I was not able to use the pytorch_p38
environment, which I believe you may have activated by accident based on this line in your post:
~/anaconda3/envs/pytorch_p38/lib/python3.8/site-packages/torch_neuron/convert.py
Please note that this environment is not the one mentioned in the tutorial you linked. The tutorial uses the python3
conda env. When trying to run the commands using the pytorch_p38
env, the process is Killed for me either inside a notebook or a terminal.
My suggestion is to retry using the steps I mentioned above, and if you encounter memory issues please try a larger instance size.
@aws-stdun Thank you, your suggestion works! Seems like a different conda env was the problem. Getting a TF import error now, but that's a different issue.
@aws-stdun Sorry to say the issue persists.

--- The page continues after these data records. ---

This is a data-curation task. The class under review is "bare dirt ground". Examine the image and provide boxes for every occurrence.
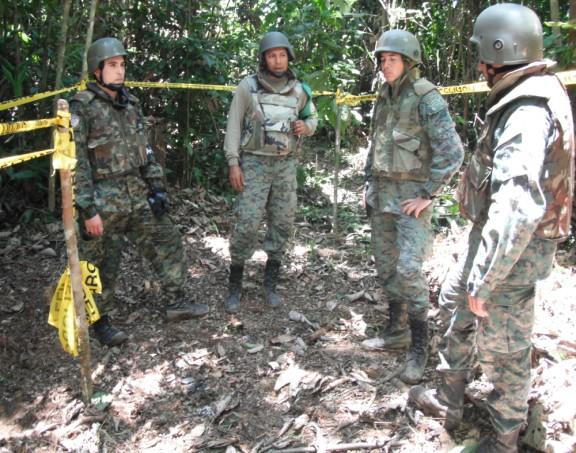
[0,162,576,453]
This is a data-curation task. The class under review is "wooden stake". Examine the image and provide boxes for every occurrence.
[57,99,92,404]
[332,104,342,235]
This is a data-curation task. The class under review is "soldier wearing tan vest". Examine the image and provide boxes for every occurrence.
[362,30,463,384]
[410,3,574,453]
[224,32,318,313]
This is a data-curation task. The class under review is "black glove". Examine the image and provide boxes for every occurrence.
[362,182,372,218]
[148,190,170,217]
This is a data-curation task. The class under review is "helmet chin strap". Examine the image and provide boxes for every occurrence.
[96,77,124,91]
[486,63,525,88]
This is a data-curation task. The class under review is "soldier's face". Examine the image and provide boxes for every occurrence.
[95,55,126,83]
[478,61,503,88]
[264,47,288,74]
[380,52,404,84]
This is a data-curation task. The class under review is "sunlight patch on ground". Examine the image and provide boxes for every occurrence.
[202,236,230,259]
[202,236,268,263]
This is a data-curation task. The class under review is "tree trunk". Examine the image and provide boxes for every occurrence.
[550,0,560,41]
[80,0,98,80]
[568,0,576,47]
[54,0,72,90]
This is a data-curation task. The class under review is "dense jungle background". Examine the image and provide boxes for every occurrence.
[0,0,576,453]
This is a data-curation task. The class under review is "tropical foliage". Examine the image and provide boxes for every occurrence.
[0,0,576,219]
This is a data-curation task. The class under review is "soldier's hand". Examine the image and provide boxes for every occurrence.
[360,183,372,218]
[84,214,104,237]
[148,190,170,217]
[402,197,432,218]
[228,165,244,192]
[468,294,488,318]
[292,120,309,135]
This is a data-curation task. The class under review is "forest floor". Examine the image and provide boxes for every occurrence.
[0,149,576,453]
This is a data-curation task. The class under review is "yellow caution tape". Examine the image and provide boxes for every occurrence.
[48,261,102,357]
[0,83,86,110]
[0,148,54,170]
[0,118,65,135]
[125,81,236,91]
[438,82,490,96]
[52,111,76,170]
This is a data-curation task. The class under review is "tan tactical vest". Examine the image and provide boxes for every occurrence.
[240,75,305,156]
[457,73,574,240]
[73,86,148,181]
[372,78,436,181]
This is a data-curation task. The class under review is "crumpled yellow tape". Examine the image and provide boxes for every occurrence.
[0,83,86,110]
[52,111,76,170]
[0,112,76,169]
[48,261,102,357]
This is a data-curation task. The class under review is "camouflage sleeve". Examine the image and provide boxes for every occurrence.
[419,90,464,196]
[364,98,379,182]
[304,100,318,136]
[138,109,166,191]
[467,100,553,300]
[224,79,252,166]
[300,82,318,136]
[70,100,98,219]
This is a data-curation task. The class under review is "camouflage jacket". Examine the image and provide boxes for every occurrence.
[224,72,318,165]
[364,70,464,214]
[70,83,163,219]
[459,62,574,299]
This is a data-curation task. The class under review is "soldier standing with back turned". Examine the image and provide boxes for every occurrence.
[410,3,574,453]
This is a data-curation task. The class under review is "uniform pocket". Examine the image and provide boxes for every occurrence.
[456,153,492,222]
[392,129,422,173]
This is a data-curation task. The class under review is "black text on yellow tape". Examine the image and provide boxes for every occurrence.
[0,149,54,170]
[0,118,61,135]
[48,261,102,357]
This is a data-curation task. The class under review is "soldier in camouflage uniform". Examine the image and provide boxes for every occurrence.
[363,30,463,383]
[224,32,318,313]
[410,4,574,453]
[70,38,208,346]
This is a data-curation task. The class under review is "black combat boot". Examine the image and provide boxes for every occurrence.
[224,264,244,313]
[476,428,520,453]
[362,302,410,349]
[400,318,428,384]
[92,315,128,346]
[264,259,282,308]
[408,371,468,431]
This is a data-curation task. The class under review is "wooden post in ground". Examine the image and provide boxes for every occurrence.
[332,104,342,235]
[55,99,92,404]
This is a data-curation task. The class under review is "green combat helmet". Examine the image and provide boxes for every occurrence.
[374,30,422,64]
[88,38,127,74]
[258,31,295,61]
[470,3,544,66]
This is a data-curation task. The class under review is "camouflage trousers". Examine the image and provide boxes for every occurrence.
[79,204,186,314]
[371,208,432,320]
[438,227,555,433]
[230,154,297,264]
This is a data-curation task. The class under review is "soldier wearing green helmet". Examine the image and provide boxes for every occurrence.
[224,31,318,313]
[410,3,574,453]
[70,37,208,346]
[362,30,463,384]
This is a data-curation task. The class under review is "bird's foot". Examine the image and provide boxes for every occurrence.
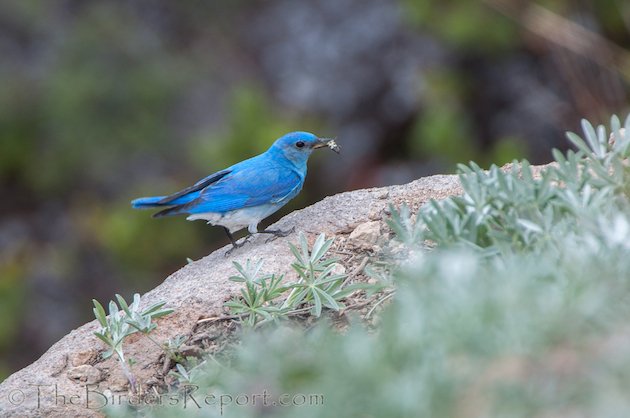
[259,227,295,242]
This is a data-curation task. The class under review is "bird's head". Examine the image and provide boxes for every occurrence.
[271,132,339,163]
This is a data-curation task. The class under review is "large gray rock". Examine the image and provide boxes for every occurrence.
[0,172,461,417]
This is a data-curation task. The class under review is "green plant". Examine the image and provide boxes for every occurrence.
[92,293,173,393]
[282,233,347,316]
[225,233,356,327]
[225,259,287,327]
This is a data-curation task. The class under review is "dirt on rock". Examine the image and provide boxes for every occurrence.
[0,175,462,417]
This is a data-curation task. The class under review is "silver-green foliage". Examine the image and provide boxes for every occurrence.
[92,293,173,392]
[225,233,354,327]
[390,113,630,254]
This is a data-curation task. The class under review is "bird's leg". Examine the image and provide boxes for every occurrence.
[257,227,295,242]
[223,227,247,257]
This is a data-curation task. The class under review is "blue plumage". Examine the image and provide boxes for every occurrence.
[131,132,339,247]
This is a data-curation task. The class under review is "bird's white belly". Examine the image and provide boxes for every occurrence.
[186,205,282,234]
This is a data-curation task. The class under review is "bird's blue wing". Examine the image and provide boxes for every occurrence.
[157,168,232,205]
[182,160,304,213]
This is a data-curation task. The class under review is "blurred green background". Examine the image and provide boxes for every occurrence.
[0,0,630,379]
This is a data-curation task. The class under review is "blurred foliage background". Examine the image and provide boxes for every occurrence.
[0,0,630,379]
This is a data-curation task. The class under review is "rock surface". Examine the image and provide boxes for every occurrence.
[0,175,461,417]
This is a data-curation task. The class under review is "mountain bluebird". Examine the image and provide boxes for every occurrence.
[131,132,339,251]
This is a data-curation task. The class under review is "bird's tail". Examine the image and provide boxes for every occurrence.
[131,196,172,209]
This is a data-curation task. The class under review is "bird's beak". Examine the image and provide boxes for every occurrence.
[313,138,341,154]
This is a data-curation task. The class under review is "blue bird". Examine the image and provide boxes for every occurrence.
[131,132,339,251]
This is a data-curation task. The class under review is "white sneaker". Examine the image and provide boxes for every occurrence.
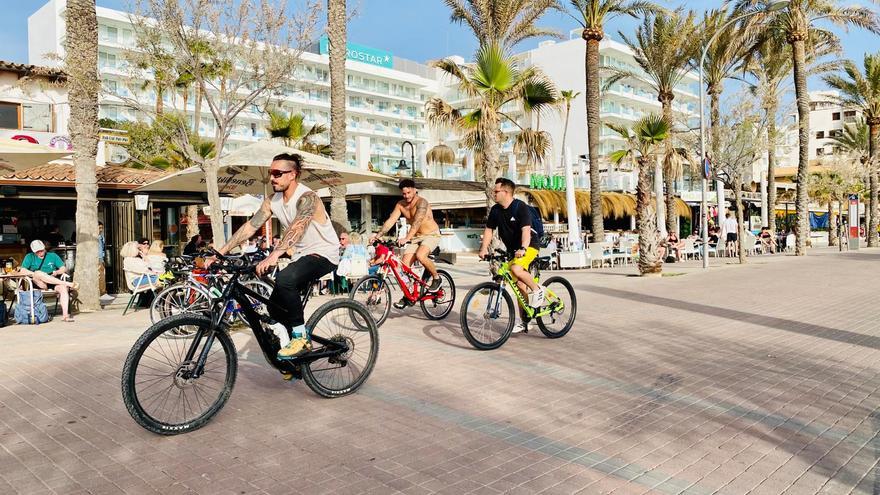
[529,286,546,308]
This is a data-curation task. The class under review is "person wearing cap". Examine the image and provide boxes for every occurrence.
[18,239,79,322]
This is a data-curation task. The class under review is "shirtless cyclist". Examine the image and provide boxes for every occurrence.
[370,179,441,309]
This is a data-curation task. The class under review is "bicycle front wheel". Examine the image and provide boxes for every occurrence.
[537,277,577,339]
[302,299,379,398]
[348,275,391,327]
[421,270,455,320]
[460,282,514,351]
[122,314,238,435]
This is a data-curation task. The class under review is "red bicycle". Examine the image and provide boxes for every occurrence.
[349,241,455,326]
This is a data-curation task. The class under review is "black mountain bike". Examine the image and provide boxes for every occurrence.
[122,253,379,435]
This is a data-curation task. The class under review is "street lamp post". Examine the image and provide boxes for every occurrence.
[397,141,416,179]
[700,0,789,268]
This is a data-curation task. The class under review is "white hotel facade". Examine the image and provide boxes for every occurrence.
[28,0,699,186]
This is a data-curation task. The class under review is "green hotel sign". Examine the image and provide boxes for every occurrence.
[318,36,394,69]
[529,174,565,191]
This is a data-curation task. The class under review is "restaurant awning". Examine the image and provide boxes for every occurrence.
[134,141,389,194]
[0,138,73,172]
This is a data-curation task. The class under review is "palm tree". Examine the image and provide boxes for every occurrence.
[562,0,659,245]
[738,0,880,256]
[266,109,330,155]
[823,53,880,247]
[605,9,699,237]
[65,0,101,310]
[426,42,558,207]
[600,114,670,275]
[327,0,351,230]
[444,0,560,48]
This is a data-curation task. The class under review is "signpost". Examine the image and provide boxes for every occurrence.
[847,194,859,249]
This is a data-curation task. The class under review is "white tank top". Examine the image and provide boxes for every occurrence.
[272,184,339,265]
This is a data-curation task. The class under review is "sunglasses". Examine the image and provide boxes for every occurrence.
[269,170,293,179]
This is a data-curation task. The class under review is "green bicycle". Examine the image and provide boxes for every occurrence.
[459,249,577,351]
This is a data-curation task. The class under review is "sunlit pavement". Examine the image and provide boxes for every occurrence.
[0,249,880,494]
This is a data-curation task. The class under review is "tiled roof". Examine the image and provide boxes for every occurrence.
[0,163,164,186]
[0,60,67,80]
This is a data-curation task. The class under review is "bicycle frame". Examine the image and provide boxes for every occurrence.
[380,253,443,303]
[186,272,348,378]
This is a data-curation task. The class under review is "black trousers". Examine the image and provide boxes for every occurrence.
[269,254,336,328]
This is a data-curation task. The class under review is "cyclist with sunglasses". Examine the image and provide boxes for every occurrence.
[208,153,339,359]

I've done the following:
ml.m4.2xlarge
.conda_python3
kernel.1.23.1
and removing duplicate versions of numpy.After all this, the same error appears.
It looks like aten::embedding
operation isn't supported. import torch.neuron; print(*torch.neuron.get_supported_operations(), sep='\n')
indeed doesn't list aten::embedding
, though it lists aten::embedding_renorm_
. I've checked release notes for torch.neuron
supported operations, seems like aten::embedding
was added in v1.0.763.0
but then promptly removed in v1.0.1001.0
because it didn't meet performance criteria.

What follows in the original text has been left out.